LAMMPS is a text mode program, so you have to click on the Command Prompt entry in the windows start menu, launch the Windows Power Shell, or simply execute the command cmd from Start -> Run. The LAMMPS manual and the colvars reference manual in PDF format are linked from the start men, also references to open the file system browser to view the Benchmarks and Examples directory tree. The PATH environment variable is automatically set by the installer, so that the bundled executables from everywhere in the system. Also the LAMMPS_POTENTIALS environment variable is preset to the folder with the bundled manybody potential files, so they do not need to be copied into the respective working directory.

Serial Execution

To run a LAMMPS simulations please open a console window as outlined above and change to the directory with your input script and then run lmp as described in the LAMMPS manual. For more details and additional command line flags, please check out the LAMMPS Manual.

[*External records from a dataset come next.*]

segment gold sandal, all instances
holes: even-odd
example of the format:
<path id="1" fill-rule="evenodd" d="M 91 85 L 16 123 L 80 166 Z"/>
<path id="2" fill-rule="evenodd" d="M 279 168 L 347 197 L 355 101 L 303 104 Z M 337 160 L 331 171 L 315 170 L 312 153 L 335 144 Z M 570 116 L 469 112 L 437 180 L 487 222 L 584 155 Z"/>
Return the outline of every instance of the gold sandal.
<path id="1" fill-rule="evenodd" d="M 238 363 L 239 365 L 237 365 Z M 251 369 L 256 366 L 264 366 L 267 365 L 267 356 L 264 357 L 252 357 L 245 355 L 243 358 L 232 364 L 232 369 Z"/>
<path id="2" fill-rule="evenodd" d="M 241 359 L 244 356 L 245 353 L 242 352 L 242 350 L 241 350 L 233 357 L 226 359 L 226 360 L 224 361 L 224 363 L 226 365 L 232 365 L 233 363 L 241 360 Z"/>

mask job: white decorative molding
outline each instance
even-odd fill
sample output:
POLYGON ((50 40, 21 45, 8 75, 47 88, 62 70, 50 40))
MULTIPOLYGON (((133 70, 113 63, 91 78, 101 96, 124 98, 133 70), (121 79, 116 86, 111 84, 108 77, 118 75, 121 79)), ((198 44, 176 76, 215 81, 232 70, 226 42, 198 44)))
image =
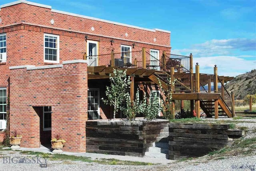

Multi-threaded Parallel Execution

All LAMMPS binaries from this repository support multi-threading via OpenMP, however by default only one thread is enabled. To enable more threads, e.g. four, you need to either set it at the command line prompt via set OMP_NUM_THREADS=4, via the -pk omp 4 command line flag, or via the package omp 4 command in your input script.

After enabling the use of multiple threads, you also have to select styles in LAMMPS, that are multi-thread enabled. Those are usually identified by the /omp suffix. Those can be selected explicitly and selectively, or with the suffix command or - most conveniently - via using the -sf omp command line flag to the LAMMPS executable.

Example: lmp -pk omp 4 -sf omp -in in.melt

Message Passing (MPI) Parallel Execution

Only the executable from the LAMMPS-MPI packages supports parallel execution via MPI (which can be combined with OpenMP multi-threading). For that you also need to install a specific version of MPICH2 from Argonne lab linked above. The installer does not contain it and does not check for it. Please note, that you need to download a very specific (and rather old) version of the MPICH package, as this is what LAMMPS was compiled with and the latest available Windows binary version compatible with the GNU compilers used to compile LAMMPS.

After the installation of the MPICH software, it needs to be integrated into the system. For this you need to start a Command Prompt in Administrator Mode (right click on the icon and select it). Change into the MPICH2 installation directory, then into the subdirectory bin and execute smpd.exe -install.

MPI parallel executables have to be launched with mpiexec -localonly # lmp ... or mpiexec -np # lmp ... with "#" being then number of parallel processes to start. For the latter you may be asked for your password.

Known Issues: while running in MPI parallel mode any output to the screen is block buffered and not line buffered as usual. That is, output will not show up immediately, but only after a certain amount of output has accumulated. This is done for efficiency reasons. Multi-threaded parallel or serial runs are not affected. Also when running under mpiexec, you should not use multi-threading since MPICH restricts processes to a single physical CPU thus it will run less efficient.